Only 30% of Nigerian businesses are aware of privacy laws governing their marketing activities, despite Nigeria Data Protection Regulation (NDPR) being in effect since 2019.
This revelation is contained in a survey conducted by WorldWideWorx and commissioned by a global technology company, Zoho.
The survey also revealed that even though businesses are concerned about the privacy of customer’s data in the hands of third-party vendors, they are reliant on them for revenue generation and gathering customer insights, making it harder for them to move away.
According to WorldWideWorx CEO, Arthur Goldstuck, the lack of awareness about the law is largely because these regulations are not part of business-critical activities like taxation and licensing.
However, 78% of the businesses indicated that they have well-documented policies for customer data protection. “This is likely following fear of NDPR violation, which has made headlines in Nigeria,” said Goldstuck, even as only 60% are strictly applying them.
Of the 319 businesses surveyed across various industries and sizes, 45% said they allow third-party trackers on their website, mostly to share content on social media (62%) and gather analytics on their website visitors (35%).
There is also heavy dependence on digital ad platforms. The respondents believe that keyword search ads (59%) and social media ads (52%) are quite effective for customer conversion. In fact, 78% of businesses said the third-party ad platforms either help them meet or are a primary factor in achieving their sales goals.
Given this reliance on third-party vendors, it is no wonder then that, even though 85% of businesses express concern over the use of their customer’s data, they are largely either ‘comfortable’ or ‘neither comfortable nor uncomfortable with the platforms.
Even the 18% who are ‘uncomfortable’, state that they cannot move away from the platforms as they are crucial to their business or that it is too complex to move away. Interestingly, 24% of businesses reported that they do not completely understand how third-party trackers and ad platforms utilise the collected customer information.
“When businesses choose to use a free tracker, they are paying for it with their consumer’s data,” said Andrew Bourne, Regional Manager for Africa, Zoho.
“At Zoho, we refer to this practice of third-party trackers collecting data without user knowledge as adjunct surveillance. Presently, Nigerian businesses turn a blind eye to this passive data collection by trackers, most likely, because they are dependent on them for revenue.
“However, consumers will eventually trust companies with transparent privacy policies that protect their personal information. Businesses hoping to stay relevant in the long term will need to either rethink their reliance on third-party platforms or demand greater transparency and accountability from them.”

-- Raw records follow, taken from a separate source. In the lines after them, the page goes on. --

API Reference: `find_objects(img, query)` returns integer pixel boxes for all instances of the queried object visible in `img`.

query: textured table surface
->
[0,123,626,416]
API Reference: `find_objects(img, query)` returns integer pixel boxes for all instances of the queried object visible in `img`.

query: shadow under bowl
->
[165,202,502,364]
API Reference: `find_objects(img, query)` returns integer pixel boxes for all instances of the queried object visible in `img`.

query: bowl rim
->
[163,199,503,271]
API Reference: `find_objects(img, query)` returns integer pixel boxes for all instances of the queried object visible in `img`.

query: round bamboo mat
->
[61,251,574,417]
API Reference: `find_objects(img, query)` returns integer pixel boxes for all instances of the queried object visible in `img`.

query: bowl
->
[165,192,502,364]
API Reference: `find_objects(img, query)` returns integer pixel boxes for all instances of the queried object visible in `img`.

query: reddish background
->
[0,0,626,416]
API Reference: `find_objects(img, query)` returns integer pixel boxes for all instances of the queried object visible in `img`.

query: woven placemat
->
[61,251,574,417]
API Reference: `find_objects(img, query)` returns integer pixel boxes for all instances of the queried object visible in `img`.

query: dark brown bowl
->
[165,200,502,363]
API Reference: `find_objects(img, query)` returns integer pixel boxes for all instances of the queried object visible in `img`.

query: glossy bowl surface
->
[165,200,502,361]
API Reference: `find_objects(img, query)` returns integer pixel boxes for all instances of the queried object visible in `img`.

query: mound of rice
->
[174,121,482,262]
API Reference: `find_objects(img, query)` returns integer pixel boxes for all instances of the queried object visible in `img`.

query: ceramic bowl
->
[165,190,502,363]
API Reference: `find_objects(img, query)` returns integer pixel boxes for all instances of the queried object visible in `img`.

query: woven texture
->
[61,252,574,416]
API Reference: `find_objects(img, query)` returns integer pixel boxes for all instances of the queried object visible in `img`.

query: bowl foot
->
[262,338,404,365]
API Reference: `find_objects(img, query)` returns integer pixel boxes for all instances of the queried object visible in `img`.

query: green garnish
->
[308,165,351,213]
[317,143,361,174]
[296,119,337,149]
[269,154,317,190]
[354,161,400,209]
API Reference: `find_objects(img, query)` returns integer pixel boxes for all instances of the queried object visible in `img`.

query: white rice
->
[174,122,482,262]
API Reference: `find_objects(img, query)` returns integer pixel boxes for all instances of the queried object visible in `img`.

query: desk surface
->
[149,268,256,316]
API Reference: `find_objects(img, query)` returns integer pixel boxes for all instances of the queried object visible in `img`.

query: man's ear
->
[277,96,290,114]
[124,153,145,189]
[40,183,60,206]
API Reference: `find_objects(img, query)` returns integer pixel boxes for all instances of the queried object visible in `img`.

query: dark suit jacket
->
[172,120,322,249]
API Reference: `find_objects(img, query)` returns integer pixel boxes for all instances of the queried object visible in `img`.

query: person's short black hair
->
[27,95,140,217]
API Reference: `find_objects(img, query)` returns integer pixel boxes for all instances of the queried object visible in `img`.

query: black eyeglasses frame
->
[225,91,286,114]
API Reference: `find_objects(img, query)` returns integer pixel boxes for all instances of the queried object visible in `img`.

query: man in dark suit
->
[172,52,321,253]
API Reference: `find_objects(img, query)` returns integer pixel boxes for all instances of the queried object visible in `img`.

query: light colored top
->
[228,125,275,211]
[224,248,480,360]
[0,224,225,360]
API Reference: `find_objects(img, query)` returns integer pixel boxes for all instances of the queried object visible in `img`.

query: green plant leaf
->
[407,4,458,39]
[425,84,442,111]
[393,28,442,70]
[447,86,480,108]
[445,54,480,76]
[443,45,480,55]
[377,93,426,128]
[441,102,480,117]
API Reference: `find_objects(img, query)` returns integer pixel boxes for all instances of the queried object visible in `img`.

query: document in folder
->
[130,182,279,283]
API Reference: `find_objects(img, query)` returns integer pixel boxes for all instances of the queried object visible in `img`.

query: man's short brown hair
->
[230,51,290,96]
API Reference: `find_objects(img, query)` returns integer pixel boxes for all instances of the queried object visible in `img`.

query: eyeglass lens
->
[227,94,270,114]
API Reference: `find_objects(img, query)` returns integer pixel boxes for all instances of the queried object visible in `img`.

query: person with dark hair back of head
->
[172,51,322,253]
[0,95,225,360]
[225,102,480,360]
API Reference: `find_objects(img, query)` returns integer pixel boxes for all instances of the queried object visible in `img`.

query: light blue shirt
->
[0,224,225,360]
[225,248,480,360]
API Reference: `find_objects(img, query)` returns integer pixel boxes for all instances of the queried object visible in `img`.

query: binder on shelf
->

Zoho had removed third-party trackers from its website in 2020 and has never sold customer data to anyone or shown ads, even in their free products. Zoho also owns its data centres and the entire technology stack of its solutions. It can, therefore, assure its users of the highest standards of privacy and security.
Nigerian businesses believe that NDPR has had either no effect (39%) or a positive effect (42%). Their biggest concerns with the law are increased complexity (36%) and the increased cost of governance (34%). As per Goldstuck, the cost of governance will be a major concern for SMEs.
For context, all businesses in Nigeria (regardless of size) need to appoint a privacy/information officer to oversee the protection of customer information.
Larger businesses can appoint their CIOs or IT leads in this new role, while smaller businesses may have to appoint their managing directors or business owners in the same role. For smaller businesses, this can be a daunting task as the person in charge can be held personally liable for data leaks or breaches as per the law.
This study was conducted using Zoho Survey and Zoho Analytics.